Soon we will also hear more details about Arrow Lake, Intel’s architecture that will end up on desktops, too. For the first time, a desktop PC is going to run an NPU, although that sounds more imposing than it really is. Months ago, it trickled out that this will not be an “AI powerhouse,” referring to the 13 AI TOPS that the NPU would get on board the new chip.

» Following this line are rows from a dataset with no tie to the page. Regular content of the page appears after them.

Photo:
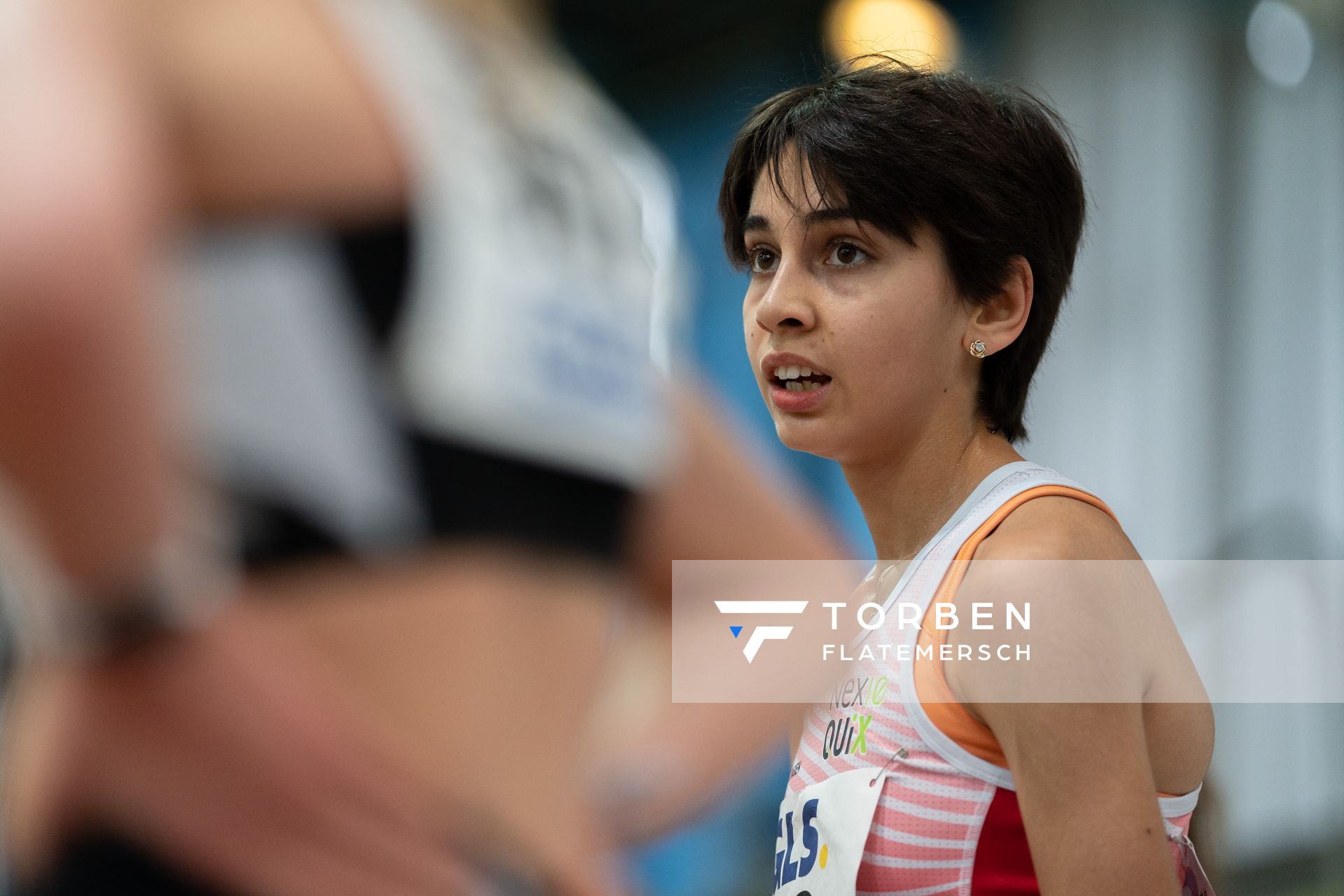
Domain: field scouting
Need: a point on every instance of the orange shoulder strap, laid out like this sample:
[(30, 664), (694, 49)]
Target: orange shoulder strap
[(932, 690)]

However, that is totally irrelevant, as long as Microsoft at least cooperates.
The Copilot+ problem
The term “AI PC” has been mentioned with an almost comical frequency over the past year by OEMs and chipmakers alike. It stands in stark contrast to the relatively modest number of features that are actually exclusive to these devices. What exactly an AI PC was finally became clearer in May when Microsoft rolled out the Copilot+ label and set a defined checklist for one such computer. A true AI PC, according to Microsoft, features an NPU with at least 40 TOPS. The company still argues that Paint Cocreator or Windows Studio Effects may not work properly (or at all) without such an NPU.
The first generation of AI PCs from Intel was already disqualified for the Copilot+ label, as it only boasted a paltry 11.5 TOPS from the NPU. When combining the CPU, GPU and NPU, the figure hits just 38 TOPS.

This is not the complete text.